Here, the Design Clarity team has created a refined Scandinavian, not overly Japanese-themed interior for 146 diners, with glass-fronted wine cellar, smoked mirrors, plush velvet seating and three private tatami rooms.
Tables also line the street outside, their harbourside views somewhat diminished by proximity to passing cars.
Eating Yoshii's sushi and sashimi once again is a real treat; complete with his high-detail trademarks of serving two different shoyu sauces – one for rice and one for non-rice dishes – and grating fresh Tasmanian wasabi to order.
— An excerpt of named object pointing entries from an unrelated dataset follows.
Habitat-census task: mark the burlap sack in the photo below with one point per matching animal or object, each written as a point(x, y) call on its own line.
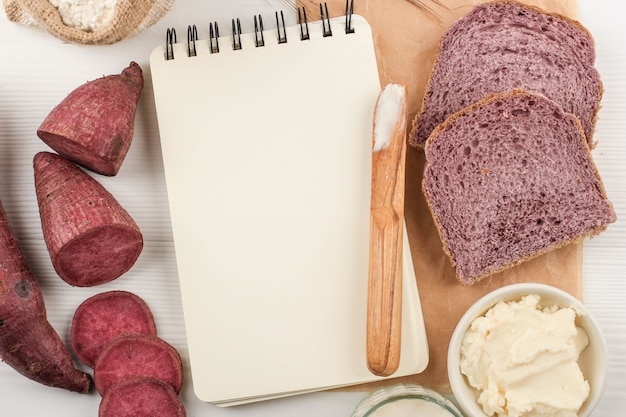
point(130, 18)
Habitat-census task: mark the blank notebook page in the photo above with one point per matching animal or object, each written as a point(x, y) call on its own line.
point(267, 156)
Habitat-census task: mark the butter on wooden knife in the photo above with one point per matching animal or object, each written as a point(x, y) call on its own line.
point(384, 302)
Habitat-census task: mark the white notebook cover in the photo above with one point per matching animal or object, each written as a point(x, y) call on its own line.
point(267, 156)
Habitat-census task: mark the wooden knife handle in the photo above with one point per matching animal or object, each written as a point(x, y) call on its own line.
point(384, 304)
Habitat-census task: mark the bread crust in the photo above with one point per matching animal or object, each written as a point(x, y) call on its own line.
point(559, 244)
point(413, 140)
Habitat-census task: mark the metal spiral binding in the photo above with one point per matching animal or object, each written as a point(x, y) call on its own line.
point(281, 38)
point(192, 37)
point(304, 24)
point(326, 29)
point(349, 13)
point(214, 34)
point(170, 40)
point(258, 31)
point(192, 31)
point(236, 34)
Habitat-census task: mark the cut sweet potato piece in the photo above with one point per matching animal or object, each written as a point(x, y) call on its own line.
point(138, 355)
point(141, 397)
point(28, 343)
point(90, 237)
point(104, 316)
point(94, 125)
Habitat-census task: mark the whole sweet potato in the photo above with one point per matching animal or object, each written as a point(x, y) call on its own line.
point(90, 237)
point(28, 342)
point(94, 125)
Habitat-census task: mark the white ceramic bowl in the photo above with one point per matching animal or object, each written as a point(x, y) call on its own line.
point(592, 360)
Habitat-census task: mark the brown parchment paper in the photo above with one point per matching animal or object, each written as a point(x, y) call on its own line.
point(406, 35)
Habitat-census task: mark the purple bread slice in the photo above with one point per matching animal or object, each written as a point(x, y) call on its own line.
point(104, 316)
point(509, 178)
point(505, 45)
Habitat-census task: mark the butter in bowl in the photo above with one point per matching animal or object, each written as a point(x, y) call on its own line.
point(527, 349)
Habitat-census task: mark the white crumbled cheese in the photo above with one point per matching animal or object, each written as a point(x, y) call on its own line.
point(87, 15)
point(523, 360)
point(390, 103)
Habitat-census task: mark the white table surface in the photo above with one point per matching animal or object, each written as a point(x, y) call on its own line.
point(38, 70)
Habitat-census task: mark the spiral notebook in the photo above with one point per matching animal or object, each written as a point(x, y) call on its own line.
point(266, 144)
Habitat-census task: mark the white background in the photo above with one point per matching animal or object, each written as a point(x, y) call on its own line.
point(38, 70)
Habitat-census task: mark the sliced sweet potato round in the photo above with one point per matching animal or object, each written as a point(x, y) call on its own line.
point(141, 397)
point(104, 316)
point(131, 355)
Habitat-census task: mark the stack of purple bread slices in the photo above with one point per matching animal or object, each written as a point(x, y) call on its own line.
point(507, 125)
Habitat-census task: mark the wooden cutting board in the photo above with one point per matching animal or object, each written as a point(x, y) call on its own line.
point(406, 35)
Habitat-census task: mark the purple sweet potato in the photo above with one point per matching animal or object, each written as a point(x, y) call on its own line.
point(131, 355)
point(90, 237)
point(104, 316)
point(94, 125)
point(28, 343)
point(141, 397)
It's a revelation to anyone who has grown up on the green stuff in tubes and sachets.
His nigiri sushi selection ($24/$45) is super elegant, yet generous. Sashimi ($48, 14 pieces) is almost too pretty, too intricately worked into chequerboards and roses.
A playful take on maki rolls in which fresh spanner crab, avocado and nori are wrapped in a skin of burnt pickled cabbage ($24) is an engaging mix of the preserved and the fresh.
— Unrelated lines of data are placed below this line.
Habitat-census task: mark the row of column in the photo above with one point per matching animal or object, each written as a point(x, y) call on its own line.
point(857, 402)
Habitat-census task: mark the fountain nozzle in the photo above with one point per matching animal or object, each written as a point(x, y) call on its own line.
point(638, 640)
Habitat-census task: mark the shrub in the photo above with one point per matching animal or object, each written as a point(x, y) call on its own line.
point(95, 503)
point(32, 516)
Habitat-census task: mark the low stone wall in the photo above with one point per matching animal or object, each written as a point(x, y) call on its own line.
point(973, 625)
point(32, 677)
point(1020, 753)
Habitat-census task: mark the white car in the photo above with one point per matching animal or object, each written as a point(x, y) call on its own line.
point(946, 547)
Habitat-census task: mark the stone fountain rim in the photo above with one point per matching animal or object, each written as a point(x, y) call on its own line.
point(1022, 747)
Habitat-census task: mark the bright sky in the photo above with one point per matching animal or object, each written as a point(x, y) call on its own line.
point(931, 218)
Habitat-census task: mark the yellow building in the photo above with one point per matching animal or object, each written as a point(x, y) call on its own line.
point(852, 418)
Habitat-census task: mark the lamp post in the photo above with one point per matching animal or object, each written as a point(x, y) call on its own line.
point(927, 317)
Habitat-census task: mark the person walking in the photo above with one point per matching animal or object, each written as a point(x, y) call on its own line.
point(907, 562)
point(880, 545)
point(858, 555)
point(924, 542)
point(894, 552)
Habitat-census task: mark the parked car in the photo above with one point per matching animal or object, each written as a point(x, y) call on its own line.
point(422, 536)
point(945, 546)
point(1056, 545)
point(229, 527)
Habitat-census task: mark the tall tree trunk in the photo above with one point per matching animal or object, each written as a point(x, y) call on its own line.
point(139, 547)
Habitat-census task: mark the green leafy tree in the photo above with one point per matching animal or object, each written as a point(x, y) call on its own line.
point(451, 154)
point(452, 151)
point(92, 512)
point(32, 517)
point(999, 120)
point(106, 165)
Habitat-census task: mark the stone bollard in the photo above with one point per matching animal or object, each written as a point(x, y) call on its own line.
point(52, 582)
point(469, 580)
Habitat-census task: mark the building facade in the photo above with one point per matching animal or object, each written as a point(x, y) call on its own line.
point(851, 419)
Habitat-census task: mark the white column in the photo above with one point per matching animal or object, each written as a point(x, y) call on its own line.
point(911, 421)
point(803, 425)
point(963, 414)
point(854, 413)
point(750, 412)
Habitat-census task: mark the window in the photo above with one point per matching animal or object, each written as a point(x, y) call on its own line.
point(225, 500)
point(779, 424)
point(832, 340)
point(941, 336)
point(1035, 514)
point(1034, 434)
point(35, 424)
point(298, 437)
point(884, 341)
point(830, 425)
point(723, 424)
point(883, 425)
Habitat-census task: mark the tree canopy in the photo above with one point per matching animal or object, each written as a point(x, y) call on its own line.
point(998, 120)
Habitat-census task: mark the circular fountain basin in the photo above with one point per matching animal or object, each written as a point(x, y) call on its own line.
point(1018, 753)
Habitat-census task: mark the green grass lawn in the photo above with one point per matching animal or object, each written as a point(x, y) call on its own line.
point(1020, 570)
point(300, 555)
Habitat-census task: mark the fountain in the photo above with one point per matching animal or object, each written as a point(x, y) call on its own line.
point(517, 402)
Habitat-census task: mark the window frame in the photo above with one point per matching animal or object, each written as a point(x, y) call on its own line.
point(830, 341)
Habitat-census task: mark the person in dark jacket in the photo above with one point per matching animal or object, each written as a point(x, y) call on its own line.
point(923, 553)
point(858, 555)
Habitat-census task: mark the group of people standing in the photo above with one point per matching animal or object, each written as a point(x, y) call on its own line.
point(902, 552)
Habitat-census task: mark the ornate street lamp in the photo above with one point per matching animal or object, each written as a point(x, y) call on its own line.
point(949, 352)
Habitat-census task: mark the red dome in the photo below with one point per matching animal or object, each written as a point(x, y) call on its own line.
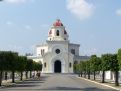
point(58, 23)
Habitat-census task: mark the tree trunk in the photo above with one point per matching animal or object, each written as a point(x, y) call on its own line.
point(116, 78)
point(6, 76)
point(94, 75)
point(103, 77)
point(1, 77)
point(13, 76)
point(26, 74)
point(21, 76)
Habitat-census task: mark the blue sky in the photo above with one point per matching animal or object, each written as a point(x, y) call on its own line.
point(94, 24)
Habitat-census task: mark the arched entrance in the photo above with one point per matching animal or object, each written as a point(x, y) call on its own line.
point(57, 66)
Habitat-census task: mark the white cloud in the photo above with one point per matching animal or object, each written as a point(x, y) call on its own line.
point(118, 12)
point(18, 1)
point(80, 8)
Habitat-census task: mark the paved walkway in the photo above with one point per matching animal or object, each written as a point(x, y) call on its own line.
point(56, 82)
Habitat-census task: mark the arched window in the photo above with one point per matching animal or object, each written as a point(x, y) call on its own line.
point(57, 32)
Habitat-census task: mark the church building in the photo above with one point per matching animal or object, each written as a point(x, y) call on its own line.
point(57, 54)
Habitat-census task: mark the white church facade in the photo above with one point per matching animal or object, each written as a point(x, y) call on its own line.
point(57, 54)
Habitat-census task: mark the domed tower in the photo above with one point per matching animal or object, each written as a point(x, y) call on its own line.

Lee Luk brings French technique and a Malaysian/Chinese sensibility to the Japanese menu. So a fine chicken liver parfait, its cubes gradated in pinkness, is animated with umeshu plum wine and garnished with umeshu-marinated currants, dried taro and lotus root crisps ($14).
Another very together dish is Chinese-inspired salted duck ($32), hung for five days and finished on the robata. The uniformly tender slices are arrayed over a tangle of swede "noodles" cooked in duck fat. Again, there's a fruity, punchy component – this time, native muntries.
Whole flounder ($33) marinated in sake kushu (sake lees) and grilled in paper bark is delicately steamy, and deep-fried prawn and vegetable tempura ($17) is fun to eat, like crunchy fritters.
Some dishes are a little more oblique – pipis in a sauce of squid and preserved broad beans ($20) has the warmth of black bean, but isn't otherwise remarkable.
Pastry chef Kumiko Endo's "sweet wasabi" ($18) intrigues – could it be the Japanese version of Brae's legendary parsnip dessert? No, it couldn't.
Instead, it's a kitschy-cute, green facsimile fashioned from Valrhona's blond muscovado chocolate, mango cremeux, toasted buckwheat and crystalised wasabi leaf, that tastes more "sweet" than it does "wasabi".
While Barangaroo has been smashed with dozens of restaurant openings over the past year, most have been casual, office-friendly offerings built for turnover.
Fujisaki is more elegant and crafted; a close cousin, perhaps, to Sake and Sokyo, with good staff capable of explaining any complexities.
It's a step up for the precinct and for Lotus, and a rap on the knuckles for anyone lazy enough to roll out the old proverb of "too many cooks".
The low-down
Drinks Big on sake and Japanese beer, plus an impressive, 300-strong wine list and a temperature-controlled, on-view, on-site cellar
Go-to dish Sushi, $24 for 5 pieces; $45 for 11 pieces
Pro tip Book a front-row seat at the sushi counter for Yoshii's special omakase menu ($140 to $160pp)
Terry Durack is chief restaurant critic for The Sydney Morning Herald and senior reviewer for the Good Food Guide. This rating is based on the Good Food Guide scoring system.